UBSAN: object-size-mismatch in wg_xmit

49 views
Skip to first unread message

syzbot

unread,
Dec 20, 2020, 11:54:13 AM12/20/20
to Ja...@zx2c4.com, da...@davemloft.net, ku...@kernel.org, linux-...@vger.kernel.org, net...@vger.kernel.org, syzkall...@googlegroups.com, wire...@lists.zx2c4.com
Hello,

syzbot found the following issue on:

HEAD commit: 5e60366d Merge tag 'fallthrough-fixes-clang-5.11-rc1' of g..
git tree: upstream
console output: https://syzkaller.appspot.com/x/log.txt?x=12b12c13500000
kernel config: https://syzkaller.appspot.com/x/.config?x=267a60b188ded8ed
dashboard link: https://syzkaller.appspot.com/bug?extid=8f90d005ab2d22342b6d
compiler: clang version 11.0.0 (https://github.com/llvm/llvm-project.git ca2dcbd030eadbf0aa9b660efe864ff08af6e18b)

Unfortunately, I don't have any reproducer for this issue yet.

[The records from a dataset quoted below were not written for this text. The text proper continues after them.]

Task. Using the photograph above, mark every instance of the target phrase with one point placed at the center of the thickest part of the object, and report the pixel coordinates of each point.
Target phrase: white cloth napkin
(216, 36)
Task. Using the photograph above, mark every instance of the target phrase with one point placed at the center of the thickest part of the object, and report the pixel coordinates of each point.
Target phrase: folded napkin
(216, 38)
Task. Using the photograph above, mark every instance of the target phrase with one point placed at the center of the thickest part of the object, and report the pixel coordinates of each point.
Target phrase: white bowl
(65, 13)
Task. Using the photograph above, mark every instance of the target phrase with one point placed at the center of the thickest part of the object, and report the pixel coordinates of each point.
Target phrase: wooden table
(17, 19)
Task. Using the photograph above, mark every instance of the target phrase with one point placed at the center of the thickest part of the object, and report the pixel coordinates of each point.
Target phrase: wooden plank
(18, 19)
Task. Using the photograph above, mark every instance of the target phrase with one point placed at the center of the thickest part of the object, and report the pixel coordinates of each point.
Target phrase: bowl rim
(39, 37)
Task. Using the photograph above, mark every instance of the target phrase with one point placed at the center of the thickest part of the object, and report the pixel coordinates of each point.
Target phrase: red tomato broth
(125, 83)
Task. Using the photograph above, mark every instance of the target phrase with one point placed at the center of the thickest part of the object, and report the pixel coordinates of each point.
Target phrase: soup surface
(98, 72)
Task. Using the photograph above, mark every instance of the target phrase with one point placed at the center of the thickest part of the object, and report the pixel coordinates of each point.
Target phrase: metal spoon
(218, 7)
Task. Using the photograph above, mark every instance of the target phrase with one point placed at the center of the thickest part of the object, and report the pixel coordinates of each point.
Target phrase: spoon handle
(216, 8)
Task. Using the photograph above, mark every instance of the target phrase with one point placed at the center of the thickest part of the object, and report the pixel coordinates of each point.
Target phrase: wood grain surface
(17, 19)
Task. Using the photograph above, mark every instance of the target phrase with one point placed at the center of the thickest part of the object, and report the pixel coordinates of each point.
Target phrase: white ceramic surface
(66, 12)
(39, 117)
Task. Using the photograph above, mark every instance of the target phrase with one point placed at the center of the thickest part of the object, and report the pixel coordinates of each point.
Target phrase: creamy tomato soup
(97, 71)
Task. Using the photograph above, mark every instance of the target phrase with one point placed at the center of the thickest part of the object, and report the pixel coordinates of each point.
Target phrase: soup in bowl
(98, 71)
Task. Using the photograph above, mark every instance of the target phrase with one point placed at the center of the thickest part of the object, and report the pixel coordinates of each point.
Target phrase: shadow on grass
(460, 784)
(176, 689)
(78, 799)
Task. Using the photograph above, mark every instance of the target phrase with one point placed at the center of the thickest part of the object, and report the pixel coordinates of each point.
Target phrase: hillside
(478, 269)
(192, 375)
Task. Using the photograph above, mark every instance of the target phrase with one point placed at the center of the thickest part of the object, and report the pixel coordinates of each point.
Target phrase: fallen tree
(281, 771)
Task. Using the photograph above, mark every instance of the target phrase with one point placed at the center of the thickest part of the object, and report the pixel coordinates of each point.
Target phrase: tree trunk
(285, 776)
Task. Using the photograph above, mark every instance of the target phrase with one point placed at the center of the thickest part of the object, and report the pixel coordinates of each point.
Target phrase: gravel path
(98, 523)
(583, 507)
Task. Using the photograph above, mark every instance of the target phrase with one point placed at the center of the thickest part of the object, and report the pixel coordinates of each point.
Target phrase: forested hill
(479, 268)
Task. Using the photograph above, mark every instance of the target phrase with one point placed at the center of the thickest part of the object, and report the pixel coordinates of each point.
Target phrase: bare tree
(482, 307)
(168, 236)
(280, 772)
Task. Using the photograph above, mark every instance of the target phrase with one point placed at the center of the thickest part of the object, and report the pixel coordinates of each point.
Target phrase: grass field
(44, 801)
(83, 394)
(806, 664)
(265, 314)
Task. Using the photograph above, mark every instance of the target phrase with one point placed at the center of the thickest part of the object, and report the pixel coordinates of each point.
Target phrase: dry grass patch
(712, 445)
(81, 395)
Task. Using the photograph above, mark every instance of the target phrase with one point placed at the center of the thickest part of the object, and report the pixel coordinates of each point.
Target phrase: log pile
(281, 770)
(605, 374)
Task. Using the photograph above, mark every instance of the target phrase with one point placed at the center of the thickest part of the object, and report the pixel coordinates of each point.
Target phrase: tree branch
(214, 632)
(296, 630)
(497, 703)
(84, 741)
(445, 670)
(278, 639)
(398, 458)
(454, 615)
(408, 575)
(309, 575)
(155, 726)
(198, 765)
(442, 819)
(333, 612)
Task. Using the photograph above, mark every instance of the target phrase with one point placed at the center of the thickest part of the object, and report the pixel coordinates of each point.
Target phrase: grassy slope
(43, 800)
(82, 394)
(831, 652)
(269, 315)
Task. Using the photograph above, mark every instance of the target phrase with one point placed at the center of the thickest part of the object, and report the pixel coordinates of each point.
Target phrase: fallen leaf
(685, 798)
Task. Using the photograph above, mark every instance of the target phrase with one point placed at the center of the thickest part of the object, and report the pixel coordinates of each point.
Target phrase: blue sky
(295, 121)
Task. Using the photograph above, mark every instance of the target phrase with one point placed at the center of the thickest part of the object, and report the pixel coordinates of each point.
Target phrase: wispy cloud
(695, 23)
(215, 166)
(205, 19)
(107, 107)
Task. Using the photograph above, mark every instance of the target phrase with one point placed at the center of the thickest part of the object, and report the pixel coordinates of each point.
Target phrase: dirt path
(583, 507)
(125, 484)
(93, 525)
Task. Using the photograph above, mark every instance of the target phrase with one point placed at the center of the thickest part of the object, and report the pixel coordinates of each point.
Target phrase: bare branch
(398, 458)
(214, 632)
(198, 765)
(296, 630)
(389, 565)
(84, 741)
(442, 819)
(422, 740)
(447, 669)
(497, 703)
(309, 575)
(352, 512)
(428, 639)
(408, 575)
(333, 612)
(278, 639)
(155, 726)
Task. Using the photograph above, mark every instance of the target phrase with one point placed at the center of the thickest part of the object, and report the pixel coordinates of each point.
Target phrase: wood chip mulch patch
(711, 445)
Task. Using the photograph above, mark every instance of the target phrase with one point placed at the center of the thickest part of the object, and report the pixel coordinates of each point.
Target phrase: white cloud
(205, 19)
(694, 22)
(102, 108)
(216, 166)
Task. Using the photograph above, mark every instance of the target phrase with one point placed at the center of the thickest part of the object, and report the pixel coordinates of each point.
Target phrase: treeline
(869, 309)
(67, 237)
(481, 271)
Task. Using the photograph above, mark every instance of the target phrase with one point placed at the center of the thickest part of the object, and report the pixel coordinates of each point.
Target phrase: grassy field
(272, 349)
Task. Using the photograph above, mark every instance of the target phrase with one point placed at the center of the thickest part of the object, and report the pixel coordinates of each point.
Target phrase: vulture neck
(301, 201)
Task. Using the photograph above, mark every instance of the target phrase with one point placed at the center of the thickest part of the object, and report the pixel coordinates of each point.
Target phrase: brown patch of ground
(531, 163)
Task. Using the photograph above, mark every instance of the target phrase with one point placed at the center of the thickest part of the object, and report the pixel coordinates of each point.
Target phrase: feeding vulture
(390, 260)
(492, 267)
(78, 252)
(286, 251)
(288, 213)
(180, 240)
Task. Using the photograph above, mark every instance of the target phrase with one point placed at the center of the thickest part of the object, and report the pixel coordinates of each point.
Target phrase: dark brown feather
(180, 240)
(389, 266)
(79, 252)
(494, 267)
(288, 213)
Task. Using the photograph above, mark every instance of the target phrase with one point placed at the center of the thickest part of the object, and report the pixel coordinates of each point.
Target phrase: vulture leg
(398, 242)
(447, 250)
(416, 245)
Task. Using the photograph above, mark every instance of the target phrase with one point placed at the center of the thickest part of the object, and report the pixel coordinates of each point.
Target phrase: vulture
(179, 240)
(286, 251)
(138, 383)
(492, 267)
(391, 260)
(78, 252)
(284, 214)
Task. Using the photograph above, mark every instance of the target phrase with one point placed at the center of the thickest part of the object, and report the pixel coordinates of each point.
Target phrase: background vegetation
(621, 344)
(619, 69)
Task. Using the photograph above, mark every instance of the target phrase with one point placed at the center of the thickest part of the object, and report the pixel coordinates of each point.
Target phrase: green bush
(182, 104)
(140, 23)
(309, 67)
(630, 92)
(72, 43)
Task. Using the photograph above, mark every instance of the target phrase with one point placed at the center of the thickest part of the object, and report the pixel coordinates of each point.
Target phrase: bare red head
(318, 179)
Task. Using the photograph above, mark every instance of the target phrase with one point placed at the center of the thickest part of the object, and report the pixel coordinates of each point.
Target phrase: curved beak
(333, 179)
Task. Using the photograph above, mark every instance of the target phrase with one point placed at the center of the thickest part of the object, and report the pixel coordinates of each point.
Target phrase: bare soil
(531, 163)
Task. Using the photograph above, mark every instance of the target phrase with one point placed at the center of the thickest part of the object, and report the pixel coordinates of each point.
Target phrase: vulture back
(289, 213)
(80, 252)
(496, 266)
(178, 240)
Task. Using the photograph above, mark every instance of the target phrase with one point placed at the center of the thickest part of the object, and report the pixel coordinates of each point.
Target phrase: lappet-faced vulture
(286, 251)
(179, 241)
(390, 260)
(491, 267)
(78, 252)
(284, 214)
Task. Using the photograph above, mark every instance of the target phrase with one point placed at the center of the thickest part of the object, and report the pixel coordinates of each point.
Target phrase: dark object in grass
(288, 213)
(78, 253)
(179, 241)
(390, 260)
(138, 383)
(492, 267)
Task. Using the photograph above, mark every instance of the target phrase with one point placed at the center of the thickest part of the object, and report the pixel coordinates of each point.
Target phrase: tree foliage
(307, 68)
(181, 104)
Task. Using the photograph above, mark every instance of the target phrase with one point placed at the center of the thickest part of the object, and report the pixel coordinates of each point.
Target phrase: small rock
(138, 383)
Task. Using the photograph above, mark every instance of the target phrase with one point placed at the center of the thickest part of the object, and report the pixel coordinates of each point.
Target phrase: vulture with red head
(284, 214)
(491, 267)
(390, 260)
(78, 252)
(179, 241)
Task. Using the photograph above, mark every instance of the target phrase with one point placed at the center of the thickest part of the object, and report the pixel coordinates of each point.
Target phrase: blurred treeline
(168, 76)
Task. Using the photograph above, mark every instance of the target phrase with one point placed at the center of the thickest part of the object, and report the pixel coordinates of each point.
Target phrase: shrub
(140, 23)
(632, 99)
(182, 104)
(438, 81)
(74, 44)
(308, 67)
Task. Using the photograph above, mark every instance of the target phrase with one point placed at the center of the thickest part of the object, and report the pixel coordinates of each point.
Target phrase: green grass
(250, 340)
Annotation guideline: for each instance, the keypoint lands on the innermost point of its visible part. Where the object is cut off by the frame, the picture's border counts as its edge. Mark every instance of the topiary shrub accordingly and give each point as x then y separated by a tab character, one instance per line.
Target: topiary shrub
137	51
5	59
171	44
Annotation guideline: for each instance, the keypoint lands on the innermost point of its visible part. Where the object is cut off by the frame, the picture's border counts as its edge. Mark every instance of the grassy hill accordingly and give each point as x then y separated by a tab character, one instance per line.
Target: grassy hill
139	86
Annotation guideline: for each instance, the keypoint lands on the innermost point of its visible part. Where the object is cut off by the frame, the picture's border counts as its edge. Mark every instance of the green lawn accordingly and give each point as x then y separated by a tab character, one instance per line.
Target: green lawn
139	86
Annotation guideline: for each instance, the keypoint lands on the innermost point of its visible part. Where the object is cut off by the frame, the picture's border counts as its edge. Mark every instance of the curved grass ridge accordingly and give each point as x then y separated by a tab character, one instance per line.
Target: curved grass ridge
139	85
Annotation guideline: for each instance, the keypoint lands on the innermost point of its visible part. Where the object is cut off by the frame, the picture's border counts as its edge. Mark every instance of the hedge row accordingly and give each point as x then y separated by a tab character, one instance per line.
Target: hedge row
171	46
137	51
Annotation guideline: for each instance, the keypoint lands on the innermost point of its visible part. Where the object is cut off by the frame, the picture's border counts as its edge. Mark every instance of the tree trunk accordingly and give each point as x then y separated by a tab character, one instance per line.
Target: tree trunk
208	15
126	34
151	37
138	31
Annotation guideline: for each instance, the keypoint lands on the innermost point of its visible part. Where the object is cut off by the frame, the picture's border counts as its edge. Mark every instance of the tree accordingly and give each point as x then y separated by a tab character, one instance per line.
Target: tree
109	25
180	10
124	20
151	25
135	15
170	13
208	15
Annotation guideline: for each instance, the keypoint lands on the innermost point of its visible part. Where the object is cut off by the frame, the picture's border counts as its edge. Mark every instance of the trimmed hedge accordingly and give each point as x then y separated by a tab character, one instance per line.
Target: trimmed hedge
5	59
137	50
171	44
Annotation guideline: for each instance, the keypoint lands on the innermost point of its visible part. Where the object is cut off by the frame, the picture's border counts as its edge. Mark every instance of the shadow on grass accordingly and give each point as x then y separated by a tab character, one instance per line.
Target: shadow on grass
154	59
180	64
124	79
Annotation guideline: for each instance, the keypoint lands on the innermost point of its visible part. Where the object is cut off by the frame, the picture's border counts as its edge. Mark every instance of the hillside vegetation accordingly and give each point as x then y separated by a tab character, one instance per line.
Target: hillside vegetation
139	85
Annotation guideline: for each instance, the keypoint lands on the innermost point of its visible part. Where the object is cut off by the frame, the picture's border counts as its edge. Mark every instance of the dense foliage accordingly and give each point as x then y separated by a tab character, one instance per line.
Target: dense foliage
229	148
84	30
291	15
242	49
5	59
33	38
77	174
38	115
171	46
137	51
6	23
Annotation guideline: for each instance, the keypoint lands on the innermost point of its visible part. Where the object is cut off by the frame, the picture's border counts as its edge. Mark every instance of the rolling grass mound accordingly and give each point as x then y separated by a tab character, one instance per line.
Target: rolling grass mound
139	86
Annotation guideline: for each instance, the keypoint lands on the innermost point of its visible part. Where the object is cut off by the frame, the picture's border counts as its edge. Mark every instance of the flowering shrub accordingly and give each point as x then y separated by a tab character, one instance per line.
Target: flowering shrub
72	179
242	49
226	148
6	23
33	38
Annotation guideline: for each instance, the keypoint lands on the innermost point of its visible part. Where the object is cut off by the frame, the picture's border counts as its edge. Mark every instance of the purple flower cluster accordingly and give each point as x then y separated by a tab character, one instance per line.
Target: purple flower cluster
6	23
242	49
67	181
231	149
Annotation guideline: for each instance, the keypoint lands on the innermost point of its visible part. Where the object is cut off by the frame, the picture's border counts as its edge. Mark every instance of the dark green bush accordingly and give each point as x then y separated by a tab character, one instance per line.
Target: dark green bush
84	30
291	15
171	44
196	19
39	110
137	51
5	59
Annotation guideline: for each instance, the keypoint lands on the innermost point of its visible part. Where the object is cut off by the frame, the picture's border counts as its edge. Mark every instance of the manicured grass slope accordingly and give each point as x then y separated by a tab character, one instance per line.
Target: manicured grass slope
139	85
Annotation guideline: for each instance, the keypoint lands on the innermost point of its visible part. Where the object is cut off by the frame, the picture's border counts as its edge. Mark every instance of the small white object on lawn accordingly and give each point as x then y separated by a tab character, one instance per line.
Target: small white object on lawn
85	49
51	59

IMPORTANT: if you fix the issue, please add the following tag to the commit:
Reported-by: syzbot+8f90d0...@syzkaller.appspotmail.com

================================================================================
UBSAN: object-size-mismatch in ./include/linux/skbuff.h:2021:28
member access within address 0000000085889cc2 with insufficient space
for an object of type 'struct sk_buff'
CPU: 1 PID: 2998 Comm: kworker/1:2 Not tainted 5.10.0-syzkaller #0
Hardware name: Google Google Compute Engine/Google Compute Engine, BIOS Google 01/01/2011
Workqueue: ipv6_addrconf addrconf_dad_work
Call Trace:
__dump_stack lib/dump_stack.c:79 [inline]
dump_stack+0x137/0x1be lib/dump_stack.c:120
ubsan_epilogue lib/ubsan.c:148 [inline]
handle_object_size_mismatch lib/ubsan.c:297 [inline]
ubsan_type_mismatch_common+0x1e2/0x390 lib/ubsan.c:310
__ubsan_handle_type_mismatch_v1+0x41/0x50 lib/ubsan.c:339
__skb_queue_before include/linux/skbuff.h:2021 [inline]
__skb_queue_tail include/linux/skbuff.h:2054 [inline]
wg_xmit+0x45d/0xdf0 drivers/net/wireguard/device.c:182
__netdev_start_xmit include/linux/netdevice.h:4775 [inline]
netdev_start_xmit+0x7b/0x140 include/linux/netdevice.h:4789
xmit_one net/core/dev.c:3556 [inline]
dev_hard_start_xmit+0x182/0x2e0 net/core/dev.c:3572
__dev_queue_xmit+0x1229/0x1e60 net/core/dev.c:4133
neigh_output include/net/neighbour.h:510 [inline]
ip6_finish_output2+0xe8d/0x11e0 net/ipv6/ip6_output.c:117
dst_output include/net/dst.h:441 [inline]
NF_HOOK include/linux/netfilter.h:301 [inline]
ndisc_send_skb+0x85b/0xc70 net/ipv6/ndisc.c:508
addrconf_dad_completed+0x5ef/0x990 net/ipv6/addrconf.c:4192
addrconf_dad_work+0xb92/0x1480 net/ipv6/addrconf.c:3959
process_one_work+0x471/0x830 kernel/workqueue.c:2275
worker_thread+0x757/0xb10 kernel/workqueue.c:2421
kthread+0x39a/0x3c0 kernel/kthread.c:292
ret_from_fork+0x1f/0x30 arch/x86/entry/entry_64.S:296
================================================================================


---
This report is generated by a bot. It may contain errors.
See https://goo.gl/tpsmEJ for more information about syzbot.
syzbot engineers can be reached at syzk...@googlegroups.com.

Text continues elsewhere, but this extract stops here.